F&B businesses show confidence and innovation
A survey of almost 300 New Zealand food and beverage businesses has shown two thirds are feeling positive about the viability of their business in the coming 12 months. The survey was conducted by NZ food science and innovation hub, FoodHQ, in the midst of Lockdown Level 3. Respondents included 64 companies with over 50 […]
A survey of almost 300 New Zealand food and beverage businesses has shown two thirds are feeling positive about the viability of their business in the coming 12 months.
The survey was conducted by NZ food science and innovation hub, FoodHQ, in the midst of Lockdown Level 3. Respondents included 64 companies with over 50 employees and 125 small business with under 5 staff, located across NZ. Over half of those surveyed export food and beverage products, with Australia and Asia the most common export markets.
Those feeling most confident tended to operate in the areas of horticulture, cereals and grains, dairy or provide the food sector with equipment, packaging, ingredients or advice (65-70% were very or somewhat positive about their business over the coming 12 months). Those who rely significantly on tourism and hospitality, including manufacturers of alcoholic beverages, coffee and confectionary, were understandably less confident, but 45% were still very or somewhat positive about the next year.
FoodHQ CEO, Dr Abby Thompson (pictured) says she was buoyed by the confidence and determination of the food and beverage sector at this time. “The survey clearly showed that the lockdown has driven rapid innovation, with 23% of the food businesses changing the types of products they made and 50% changing how and where they sell their products.”
Despite the lockdown disruption 72% of businesses surveyed had retained all their staff. The wage subsidy had been claimed by 61% of respondents, with a slightly higher percentage of these being smaller businesses.
A third (32%) of the food and beverage businesses were expecting staffing levels to drop below their pre-Covid projections within six months.

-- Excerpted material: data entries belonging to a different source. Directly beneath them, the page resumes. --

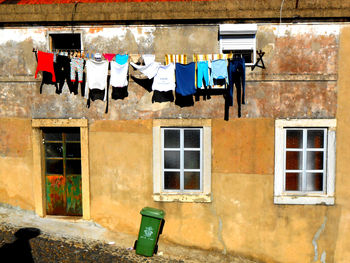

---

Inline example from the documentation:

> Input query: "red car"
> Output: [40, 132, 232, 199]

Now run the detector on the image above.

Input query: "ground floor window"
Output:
[42, 127, 82, 216]
[32, 119, 90, 219]
[275, 120, 336, 204]
[153, 120, 211, 202]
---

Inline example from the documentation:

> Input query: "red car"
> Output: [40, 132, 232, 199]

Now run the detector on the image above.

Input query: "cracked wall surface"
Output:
[0, 23, 350, 263]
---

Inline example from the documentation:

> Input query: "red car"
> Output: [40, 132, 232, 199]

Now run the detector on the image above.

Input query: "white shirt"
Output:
[84, 59, 108, 101]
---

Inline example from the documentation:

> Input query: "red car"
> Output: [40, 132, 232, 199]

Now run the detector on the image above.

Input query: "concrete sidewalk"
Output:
[0, 204, 257, 263]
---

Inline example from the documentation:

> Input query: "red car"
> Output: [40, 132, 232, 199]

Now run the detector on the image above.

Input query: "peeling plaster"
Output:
[0, 28, 47, 46]
[274, 24, 340, 37]
[218, 216, 227, 255]
[312, 216, 327, 263]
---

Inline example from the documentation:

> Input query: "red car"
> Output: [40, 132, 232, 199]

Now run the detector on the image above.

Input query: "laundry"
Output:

A number commented if the wage subsidy is not extended in some form, they will be forced to reduce staff numbers.
Most businesses (73%) have seen a reduction in turnover and almost 60% expect that turnover will remain below their projections prior to Covid-19. However, 18% feel their turnover will exceed levels they had projected pre-Covid, over the next 6 months, suggesting that they had been able to take advantage of opportunities offered by the changed environment.
Dr Abby Thompson says while 35% of businesses said they did not require any further support at this time, other businesses identified a variety of areas where they would appreciate support in order to enable them to successfully reposition.
“For example, we had a number of businesses identify areas such as marketing costs associated with launching new products into new markets, consumer research on changes in consumer requirements, and a continuing focus on reopening export channels and removing barriers to exporting food products.”
Dr Thompson said 62 of respondents had received government support at the time of the survey in early May, and the survey comments suggested businesses would value additional flexibility in the assistance packages and general business support.
Only 17% of those surveyed have received a reduction in their commercial rent, something that a number commented was causing financial strain.
Dr Thompson says FoodHQ plans to share the information gathered in the survey with local and central government to assist them make decisions to support New Zealand’s food and beverage sector.